If the idea is good enough and well thought out enough then the church and doctors are irrelevant because the case will be well thought out and articulated. And there will be good counter arguments to concerns.

What's fascinating in this sense is that it's not being put forward by the Labour Cabinet as a bill. Why?

If the argument is compelling enough.

What's fascinating in this sense is that it's not being put forward by the Labour Cabinet as a bill. Why?

Perhaps for the same reasons that the 1967 Abortion Act was also a private members’ bill?

RedToothBrush · 31/03/2025 17:32

PrettyDamnCosmic · 31/03/2025 17:29

What's fascinating in this sense is that it's not being put forward by the Labour Cabinet as a bill. Why?

Perhaps for the same reasons that the 1967 Abortion Act was also a private members’ bill?

Edited

Or because they know it's a bit of a car crash as it stands.

TizerorFizz · 31/03/2025 17:42

@RedToothBrush The Times was asking that question on its leader page last week. The Bill isn’t good enough for its limited purpose and their view is that Starmer promised Dame Esther that it would happen and then chickened out. They then persuaded Kim L to run with it. Very few PMBs now affect contentious areas of legislation. The government is better placed to do it and can do after a PMB doesn’t become law. Most don’t. The PMB is frequently a “stalking horse” to gauge opinion. A government is far better placed to write a robust piece of legislation and get it into the statute books.

PrettyDamnCosmic · 31/03/2025 18:52

RedToothBrush · 31/03/2025 17:32

Or because they know it's a bit of a car crash as it stands.

I was thinking more that it's contentious social legislation that the government would give a free vote anyway so prfers not to get involved with the controversy.

The 1968 Abortion Act was a private members bill introduced by David Steel.

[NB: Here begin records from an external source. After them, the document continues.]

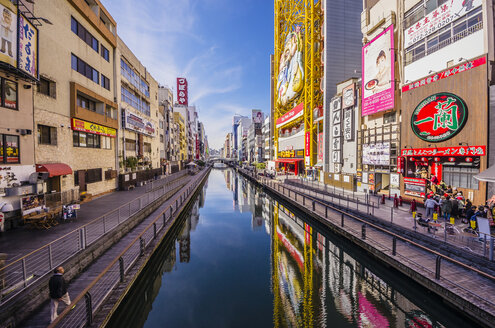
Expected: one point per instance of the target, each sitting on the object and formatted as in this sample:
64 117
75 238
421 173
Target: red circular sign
439 117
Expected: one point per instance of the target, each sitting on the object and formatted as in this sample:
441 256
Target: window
86 103
105 53
93 175
83 34
85 69
47 87
9 149
47 135
105 82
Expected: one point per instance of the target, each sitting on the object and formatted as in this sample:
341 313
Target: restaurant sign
83 126
446 151
439 117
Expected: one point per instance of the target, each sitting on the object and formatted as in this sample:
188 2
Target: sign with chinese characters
349 96
291 115
445 74
378 73
439 117
136 123
28 47
349 124
182 98
437 19
83 126
446 151
8 27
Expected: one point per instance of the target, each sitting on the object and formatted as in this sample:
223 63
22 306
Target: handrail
116 259
465 266
72 231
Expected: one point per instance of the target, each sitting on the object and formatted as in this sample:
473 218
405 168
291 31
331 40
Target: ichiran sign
439 117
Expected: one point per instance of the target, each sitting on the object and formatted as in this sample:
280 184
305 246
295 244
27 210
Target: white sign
438 18
348 124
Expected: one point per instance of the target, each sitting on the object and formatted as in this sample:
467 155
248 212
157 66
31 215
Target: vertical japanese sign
182 91
378 73
8 32
28 47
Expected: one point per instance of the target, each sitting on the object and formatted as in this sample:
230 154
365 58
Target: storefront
445 131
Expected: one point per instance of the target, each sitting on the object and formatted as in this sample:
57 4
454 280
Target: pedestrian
446 208
430 206
58 292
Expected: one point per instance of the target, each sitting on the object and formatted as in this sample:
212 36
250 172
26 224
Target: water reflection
256 263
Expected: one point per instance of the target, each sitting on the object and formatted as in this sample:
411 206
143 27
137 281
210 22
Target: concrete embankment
465 288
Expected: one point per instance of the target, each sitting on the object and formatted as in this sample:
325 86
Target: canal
239 258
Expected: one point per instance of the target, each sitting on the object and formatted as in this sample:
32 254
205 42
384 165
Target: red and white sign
291 115
446 151
445 74
182 91
437 19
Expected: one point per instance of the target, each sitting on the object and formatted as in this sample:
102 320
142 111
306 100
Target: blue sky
222 47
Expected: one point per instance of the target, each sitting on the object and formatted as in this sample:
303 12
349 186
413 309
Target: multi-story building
17 132
75 109
447 56
137 94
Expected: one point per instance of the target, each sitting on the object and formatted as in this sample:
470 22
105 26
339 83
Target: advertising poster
28 47
8 26
182 97
290 78
378 73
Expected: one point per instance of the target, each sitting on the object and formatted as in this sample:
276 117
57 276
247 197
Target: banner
83 126
437 19
378 73
8 27
182 97
28 47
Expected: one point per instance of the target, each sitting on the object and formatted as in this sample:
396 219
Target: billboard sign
28 47
136 123
290 79
378 73
437 19
182 97
439 117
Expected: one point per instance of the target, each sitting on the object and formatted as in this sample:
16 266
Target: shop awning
289 160
54 169
487 175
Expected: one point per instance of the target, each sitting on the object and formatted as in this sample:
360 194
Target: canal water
239 258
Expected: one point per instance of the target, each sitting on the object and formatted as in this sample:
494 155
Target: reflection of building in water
313 278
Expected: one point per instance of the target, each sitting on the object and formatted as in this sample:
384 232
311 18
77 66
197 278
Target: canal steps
470 291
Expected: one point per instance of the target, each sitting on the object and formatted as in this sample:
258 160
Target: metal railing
392 244
87 303
23 272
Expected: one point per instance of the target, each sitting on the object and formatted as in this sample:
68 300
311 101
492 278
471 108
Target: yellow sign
83 126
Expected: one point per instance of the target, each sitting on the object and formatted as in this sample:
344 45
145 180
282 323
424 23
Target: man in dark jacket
58 292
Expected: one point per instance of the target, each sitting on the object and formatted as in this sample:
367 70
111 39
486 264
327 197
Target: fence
92 297
16 276
455 275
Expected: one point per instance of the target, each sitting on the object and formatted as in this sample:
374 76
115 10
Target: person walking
430 206
58 292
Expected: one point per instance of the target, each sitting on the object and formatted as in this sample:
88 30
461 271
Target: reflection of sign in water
290 78
439 117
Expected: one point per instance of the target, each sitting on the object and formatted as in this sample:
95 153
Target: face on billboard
378 73
291 72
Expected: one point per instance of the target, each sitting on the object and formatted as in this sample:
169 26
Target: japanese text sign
28 47
439 117
378 73
182 97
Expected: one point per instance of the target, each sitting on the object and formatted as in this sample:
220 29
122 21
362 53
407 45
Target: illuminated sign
439 117
83 126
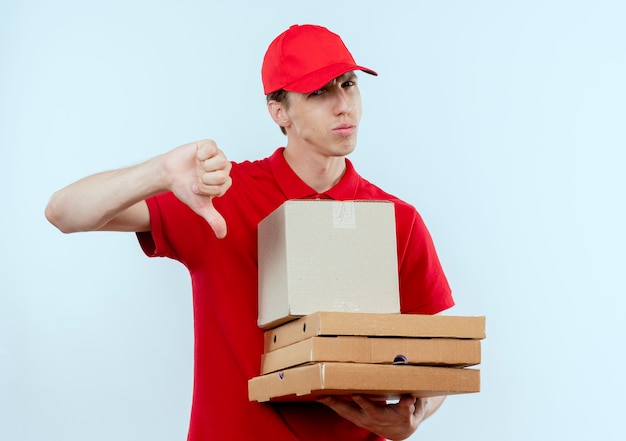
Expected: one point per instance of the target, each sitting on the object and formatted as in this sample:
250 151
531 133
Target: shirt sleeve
424 288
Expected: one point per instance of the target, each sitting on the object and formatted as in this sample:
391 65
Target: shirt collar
295 188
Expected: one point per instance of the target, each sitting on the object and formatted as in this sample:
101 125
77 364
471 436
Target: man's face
326 121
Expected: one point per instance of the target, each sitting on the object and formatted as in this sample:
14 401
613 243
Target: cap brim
319 78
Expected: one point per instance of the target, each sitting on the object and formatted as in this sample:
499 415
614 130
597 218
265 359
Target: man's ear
278 113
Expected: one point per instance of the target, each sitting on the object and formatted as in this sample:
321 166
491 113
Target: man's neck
321 173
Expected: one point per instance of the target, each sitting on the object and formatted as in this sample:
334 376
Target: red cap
304 58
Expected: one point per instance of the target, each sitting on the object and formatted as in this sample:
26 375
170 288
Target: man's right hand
197 173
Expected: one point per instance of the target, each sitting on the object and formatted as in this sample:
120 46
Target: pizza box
381 350
374 324
307 383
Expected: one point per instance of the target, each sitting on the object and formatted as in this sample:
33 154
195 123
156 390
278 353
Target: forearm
91 203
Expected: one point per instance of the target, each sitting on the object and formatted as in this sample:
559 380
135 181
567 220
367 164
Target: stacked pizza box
330 308
388 355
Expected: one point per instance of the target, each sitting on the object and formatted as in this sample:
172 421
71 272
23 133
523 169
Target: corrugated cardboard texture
381 350
322 255
370 324
308 382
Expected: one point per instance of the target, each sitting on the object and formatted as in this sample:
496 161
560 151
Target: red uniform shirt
228 342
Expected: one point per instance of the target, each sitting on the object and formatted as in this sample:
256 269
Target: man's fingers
206 149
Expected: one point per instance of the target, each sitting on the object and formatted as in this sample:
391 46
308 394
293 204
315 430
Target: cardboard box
371 324
324 255
305 383
380 350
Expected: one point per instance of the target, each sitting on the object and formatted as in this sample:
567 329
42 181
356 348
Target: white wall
502 121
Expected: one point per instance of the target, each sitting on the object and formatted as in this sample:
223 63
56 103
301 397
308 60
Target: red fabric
228 343
304 58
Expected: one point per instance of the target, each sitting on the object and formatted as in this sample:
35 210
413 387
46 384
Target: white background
501 121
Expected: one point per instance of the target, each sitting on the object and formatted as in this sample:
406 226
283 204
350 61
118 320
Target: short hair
280 96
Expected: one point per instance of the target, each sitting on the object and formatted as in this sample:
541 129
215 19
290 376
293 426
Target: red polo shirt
228 343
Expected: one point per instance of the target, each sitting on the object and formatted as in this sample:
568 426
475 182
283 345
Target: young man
181 203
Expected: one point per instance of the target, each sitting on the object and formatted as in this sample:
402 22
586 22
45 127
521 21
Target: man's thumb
215 220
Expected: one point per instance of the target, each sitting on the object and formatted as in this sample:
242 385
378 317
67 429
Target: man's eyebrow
347 76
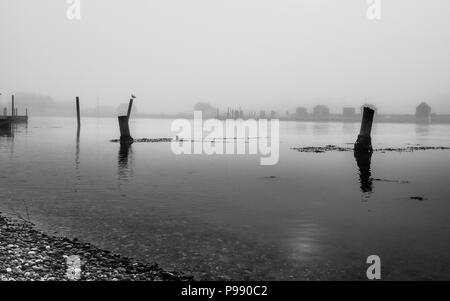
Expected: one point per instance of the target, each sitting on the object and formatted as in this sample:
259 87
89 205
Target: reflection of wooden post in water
363 160
125 137
78 114
364 142
130 105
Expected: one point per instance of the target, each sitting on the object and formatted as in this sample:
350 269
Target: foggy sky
258 54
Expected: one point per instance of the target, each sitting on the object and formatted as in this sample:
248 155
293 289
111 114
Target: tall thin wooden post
125 137
12 106
78 113
130 106
364 141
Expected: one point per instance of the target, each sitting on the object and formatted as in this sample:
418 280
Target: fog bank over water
257 54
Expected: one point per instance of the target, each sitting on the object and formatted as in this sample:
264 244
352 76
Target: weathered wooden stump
363 160
130 106
12 106
125 136
78 114
364 141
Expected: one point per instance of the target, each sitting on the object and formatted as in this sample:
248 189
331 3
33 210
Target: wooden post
130 105
125 137
12 106
78 113
364 141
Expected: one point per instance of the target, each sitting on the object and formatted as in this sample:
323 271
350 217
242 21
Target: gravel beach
27 254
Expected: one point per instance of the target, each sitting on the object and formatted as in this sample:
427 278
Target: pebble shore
27 254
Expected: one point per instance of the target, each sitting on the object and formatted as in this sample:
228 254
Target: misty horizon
258 55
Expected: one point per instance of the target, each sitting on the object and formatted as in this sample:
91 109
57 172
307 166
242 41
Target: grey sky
258 54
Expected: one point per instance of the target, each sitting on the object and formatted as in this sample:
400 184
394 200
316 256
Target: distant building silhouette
262 114
273 114
348 112
207 110
321 111
301 112
423 112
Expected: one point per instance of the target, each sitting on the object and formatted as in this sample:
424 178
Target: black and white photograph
224 145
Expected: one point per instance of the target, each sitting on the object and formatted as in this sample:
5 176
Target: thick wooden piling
364 141
78 113
130 106
125 137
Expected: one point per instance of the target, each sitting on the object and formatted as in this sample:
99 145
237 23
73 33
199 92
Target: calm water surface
312 216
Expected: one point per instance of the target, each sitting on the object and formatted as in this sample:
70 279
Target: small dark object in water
330 148
322 149
392 181
418 198
147 140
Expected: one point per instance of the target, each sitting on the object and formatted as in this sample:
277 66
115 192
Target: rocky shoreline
27 254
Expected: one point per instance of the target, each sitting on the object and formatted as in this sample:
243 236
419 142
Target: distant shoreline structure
381 118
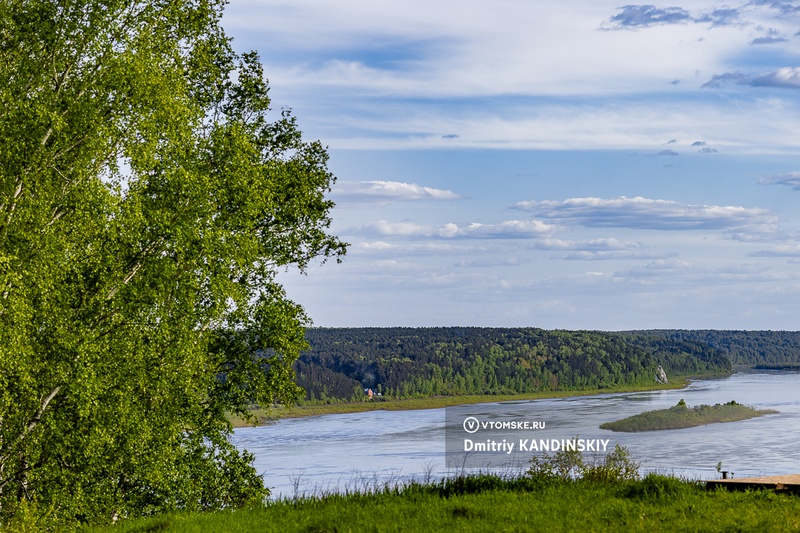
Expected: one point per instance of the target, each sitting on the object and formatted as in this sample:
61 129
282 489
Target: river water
365 451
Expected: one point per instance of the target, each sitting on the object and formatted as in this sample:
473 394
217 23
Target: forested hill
743 347
407 362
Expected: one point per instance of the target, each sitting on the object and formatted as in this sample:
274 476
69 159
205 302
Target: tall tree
148 196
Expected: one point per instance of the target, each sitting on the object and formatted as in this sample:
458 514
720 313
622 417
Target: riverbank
655 503
265 416
682 416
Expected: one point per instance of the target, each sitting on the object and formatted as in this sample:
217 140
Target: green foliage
147 200
424 362
654 503
776 350
682 416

The Wolfenden Committee reported in 1960 recommending legalisation but the Macmillan government that had commissioned the report refused to implement it.
The 1967 Sexual Offences Act that legalised male homosexuality in private for over-21s was introduced in the Lords as a private members bill.

Arran2024 · 31/03/2025 18:57

PrettyDamnCosmic · 31/03/2025 18:52

I was thinking more that it's contentious social legislation that the government would give a free vote anyway so prfers not to get involved with the controversy.

The 1968 Abortion Act was a private members bill introduced by David Steel.

The Wolfenden Committee reported in 1960 recommending legalisation but the Macmillan government that had commissioned the report refused to implement it.
The 1967 Sexual Offences Act that legalised male homosexuality in private for over-21s was introduced in the Lords as a private members bill.

Edited

It's so that mps can vote by conscience instead of being whipped, i think.